Saranno benedette per la tua discendenza tutte le nazioni della terra, perché tu hai obbedito alla mia voce».
19 Toen keerde Abraham terug naar zijn knechten; zij trokken op, en gingen naar Beër-Sjéba terug. Abraham bleef te Beër-Sjéba wonen.
Poi Abramo tornò dai suoi servi; insieme si misero in cammino verso Bersabea e Abramo abitò a Bersabea.
20 Enige tijd later berichtte men Abraham: Ook Milka heeft uw broer Nachor zonen geschonken.

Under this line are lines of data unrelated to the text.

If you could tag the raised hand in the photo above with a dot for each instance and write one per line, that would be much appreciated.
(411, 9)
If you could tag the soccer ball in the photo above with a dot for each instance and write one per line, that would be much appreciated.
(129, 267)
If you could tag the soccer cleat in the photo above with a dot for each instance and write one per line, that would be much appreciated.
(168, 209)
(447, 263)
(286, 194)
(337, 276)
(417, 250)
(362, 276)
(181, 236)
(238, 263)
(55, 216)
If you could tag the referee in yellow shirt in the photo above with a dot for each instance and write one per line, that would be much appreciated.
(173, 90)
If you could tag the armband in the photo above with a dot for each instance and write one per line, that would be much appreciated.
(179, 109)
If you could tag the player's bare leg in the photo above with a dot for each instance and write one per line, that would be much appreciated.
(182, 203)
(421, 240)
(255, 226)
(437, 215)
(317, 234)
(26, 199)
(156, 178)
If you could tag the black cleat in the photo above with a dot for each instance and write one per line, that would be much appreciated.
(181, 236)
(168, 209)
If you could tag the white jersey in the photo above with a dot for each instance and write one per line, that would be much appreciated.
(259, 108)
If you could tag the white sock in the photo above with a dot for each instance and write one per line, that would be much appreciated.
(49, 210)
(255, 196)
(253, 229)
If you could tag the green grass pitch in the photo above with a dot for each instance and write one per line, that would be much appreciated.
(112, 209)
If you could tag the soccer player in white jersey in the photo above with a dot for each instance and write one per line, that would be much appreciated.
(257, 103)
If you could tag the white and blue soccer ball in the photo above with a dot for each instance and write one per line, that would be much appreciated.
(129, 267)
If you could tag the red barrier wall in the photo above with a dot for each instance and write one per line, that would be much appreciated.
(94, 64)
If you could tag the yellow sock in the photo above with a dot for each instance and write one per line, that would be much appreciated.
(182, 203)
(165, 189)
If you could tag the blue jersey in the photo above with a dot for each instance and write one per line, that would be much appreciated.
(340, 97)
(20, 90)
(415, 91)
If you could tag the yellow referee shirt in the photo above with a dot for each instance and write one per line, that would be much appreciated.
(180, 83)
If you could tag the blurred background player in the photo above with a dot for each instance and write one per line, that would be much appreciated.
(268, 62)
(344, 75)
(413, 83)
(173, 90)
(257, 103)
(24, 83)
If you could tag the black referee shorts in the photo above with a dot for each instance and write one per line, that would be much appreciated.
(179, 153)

Dopo queste cose, ad Abramo fu portata questa notizia: «Ecco Milca ha partorito figli a Nacor tuo fratello»:
21 Het waren Oes zijn eerstgeborene, en Boez zijn broer; verder Kemoeël, de vader van Aram,
Uz, il primogenito, e suo fratello Buz e Kamuèl il padre di Aram
22 en Késed, Chazo, Pildasj, Jidlaf en Betoeël.
e Chesed, Azo, Pildas, Idlaf e Betuèl;
23 Deze Betoeël verwekte Rebekka. Deze acht baarde Milka aan Nachor, den broer van Abraham.
Betuèl generò Rebecca: questi otto figli partorì Milca a Nacor, fratello di Abramo.
24 En zijn bijvrouw, die Reoema heette, baarde Tébach en Gácham, Táchasj en Maäka.
Anche la sua concubina, chiamata Reuma, partorì figli: Tebach, Gacam, Tacas e Maaca.